POLARIS d’Ainara Vera

Au milieu de la banquise, une navigatrice manœuvre son bateau. À des milliers de kilomètres, sa sœur s’apprête à devenir mère. Avec Polaris (en salles ce 21 juin), Ainara Vera les réunit par le montage. Une odyssée intime toute en douceur.

Au commencement, il y a la voix d’Hayat, capitaine d’un voilier sur une mer gelée. Elle se livre en off et s’interroge : « What’s wrong ? »« Why did they bring me in this world ? » Au milieu du blizzard et des bruits de glace, son anglais marqué par un accent français détonne. À qui s’adresse-t-elle ? À nous, à la réalisatrice, à elle-même ? Ce n’est en tout cas pas à sa sœur, qu’elle a régulièrement au téléphone et qui semble être sa seule interlocutrice française. Leila habite dans le sud et attend un enfant. Coincée en expédition, Hayat ne sera pas là pour la naissance. Ainara Vera, la jeune réalisatrice espagnole de ce documentaire intime, est aux côtés de la future maman. Par le montage, elle parvient à construire la distance et l’impossible communication entre la maternité et les flots gelés. Les séquences auprès de Leila et de la petite Inaya alternent avec les virées dans le Grand Nord. Mais il n’y a qu’au moment des communications que la cinéaste se trouve auprès de la sœur cadette, qui se livre sans réserve. Le point cardinal du film, c’est Hayat. Et c’est une autre paire de manches que de réussir à gagner l’intimité de la skipper. Contrairement à son bateau, avec elle il faut du temps pour briser la glace. Alors qu’on la voit recluse au fond de la coque, on se demande quelle part de maïeutique opère entre la filmeuse et la filmée. Le paysage sonore du début de Polaris nous plonge dans un univers vaporeux quasi placentaire, et petit à petit Hayat s’extrait de la cale et des moteurs pour venir au monde majestueux qui l’entoure.

Polaris (2022)

L’odyssée d’Hayat
Tout autour d’elle, en scope, les icebergs à la dérive succèdent aux fjords somptueux.
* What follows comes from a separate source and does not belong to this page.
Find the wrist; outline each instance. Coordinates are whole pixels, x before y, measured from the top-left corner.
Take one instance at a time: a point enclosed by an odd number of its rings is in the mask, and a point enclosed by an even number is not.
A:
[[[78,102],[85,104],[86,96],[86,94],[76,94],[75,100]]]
C’est ici qu’elle échappe aux environnements trop humains. Desquels elle est d’ailleurs régulièrement extraite à l’image : lors d’une escale à terre, on la voit fumant dans le froid, dos à une salle remplie de danseuses. De retour sur son bateau, elle ne parvient pas toujours à échapper à ses congénères et se retrouve exposée à la violence des hommes. Quasiment absents du film, ils profitent de la proximité à bord pour abuser d’elle, comme elle le raconte dans un témoignage en off. Elle explique également à un membre de son équipage les raisons de sa fermeté, nécessaire à ce que les autres passagers sachent que c’est elle la capitaine. Sur le pont, son visage verrouillé ne s’émeut pas des paysages qui l’entourent. Elle a une mission : conduire son embarcation à bon port. Après Fidelio, l’odyssée d’Alice, c’est une autre grande marine de cinéma qui émerge avec ce Polaris, odyssée d’Hayat. Elle conduit sa barque, ayant la certitude qu’« on a besoin [d’elle] », que sa « priorité c’est les autres ». Est-elle pour autant capable d’affection ? Une séquence, film dans le film, où elle tente sans succès de prendre soin d’un oisillon, sème le doute. Elle essayera pourtant de s’attacher, de se rattacher aux schémas familiaux, à Noël avec sa sœur, puis auprès d’un homme des contrées nordiques. Mais, comme elle semble le dire, l’amour a fait défaut trop tôt dans sa vie pour qu’elle y trouve son équilibre.